Albert Camus’ philosophy of existence deals with a variety of themes and issues. For example, the logical nature of history is questioned, as is the use of violence, as long as the cause is morally justifiable. Camus also advocates a philosophy of limits, which emphasizes living in the present and taking risks. While Camus is grappling with violence, he emphasizes that it is neither necessary nor desirable to commit violence.
In his book, the philosopher sets up two opposing attitudes in the human psyche. The first is that of religion-based fears. He believes that the soul is immortal, but this belief is based on illusion. Therefore, he rejects God as the ultimate meaning of life. In the end, there can be no ultimate meaning without a human being or a psychopathic imbecile. As a result, religiously-inclined individuals can be apathetic, solitary, or self-centered.

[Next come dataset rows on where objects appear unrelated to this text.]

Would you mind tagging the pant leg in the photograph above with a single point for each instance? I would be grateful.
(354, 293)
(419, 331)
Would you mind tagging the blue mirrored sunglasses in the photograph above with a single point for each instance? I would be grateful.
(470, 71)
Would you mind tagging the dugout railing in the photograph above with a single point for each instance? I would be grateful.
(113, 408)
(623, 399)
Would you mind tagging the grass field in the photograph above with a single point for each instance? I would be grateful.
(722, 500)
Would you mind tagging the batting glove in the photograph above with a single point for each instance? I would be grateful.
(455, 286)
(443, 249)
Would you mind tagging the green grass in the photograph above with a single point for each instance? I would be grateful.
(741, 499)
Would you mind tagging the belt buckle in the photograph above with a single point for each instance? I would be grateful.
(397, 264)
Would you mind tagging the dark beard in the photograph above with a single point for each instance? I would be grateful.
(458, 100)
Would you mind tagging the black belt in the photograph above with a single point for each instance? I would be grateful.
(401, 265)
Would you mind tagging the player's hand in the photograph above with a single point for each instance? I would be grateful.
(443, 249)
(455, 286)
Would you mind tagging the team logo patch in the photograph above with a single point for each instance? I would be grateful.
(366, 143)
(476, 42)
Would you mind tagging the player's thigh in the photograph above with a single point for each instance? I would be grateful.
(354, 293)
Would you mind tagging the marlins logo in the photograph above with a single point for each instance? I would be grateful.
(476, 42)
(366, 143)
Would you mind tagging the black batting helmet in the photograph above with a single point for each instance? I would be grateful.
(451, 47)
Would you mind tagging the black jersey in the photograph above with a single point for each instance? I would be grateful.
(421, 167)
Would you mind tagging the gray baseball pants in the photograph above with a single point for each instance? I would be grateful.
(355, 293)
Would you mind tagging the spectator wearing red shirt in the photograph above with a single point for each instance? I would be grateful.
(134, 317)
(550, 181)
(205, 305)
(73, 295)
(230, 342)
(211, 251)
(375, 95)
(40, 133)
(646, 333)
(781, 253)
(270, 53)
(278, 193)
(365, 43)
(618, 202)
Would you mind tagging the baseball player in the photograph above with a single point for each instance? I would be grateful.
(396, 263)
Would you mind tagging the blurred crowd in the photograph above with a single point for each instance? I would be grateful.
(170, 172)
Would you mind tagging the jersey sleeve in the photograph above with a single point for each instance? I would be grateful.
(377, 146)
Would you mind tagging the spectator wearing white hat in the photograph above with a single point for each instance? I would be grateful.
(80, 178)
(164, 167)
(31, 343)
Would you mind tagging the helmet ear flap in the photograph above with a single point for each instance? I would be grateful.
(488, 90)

Camus argues that existentialists are mistaken in their approach to life, and that there is no such thing as “the nothing.” As a result, he sees no meaning in life. The world is indifferent, but we create meaning in our actions and interpretations. There are also existentialists who consider existentialism to be theological, with Nietzsche declaring that God is dead, and Kierkegaard intensely religious. The freedom to believe is also a key aspect of Existentialism.
During his lifetime, Camus wrote a number of short stories and essays that are not strictly philosophical. His first philosophical work, Nuptials, was published in 1938. It describes an individual’s experience of nature and bliss as he embraces its sheer physicality. Camus was also a political activist, organizing the Algerian Communist Party in the mid-1930s and a member of the Algiers branch of the French Communist Party. In addition, he was a crusading journalist, working for the Algiers republicain newspaper.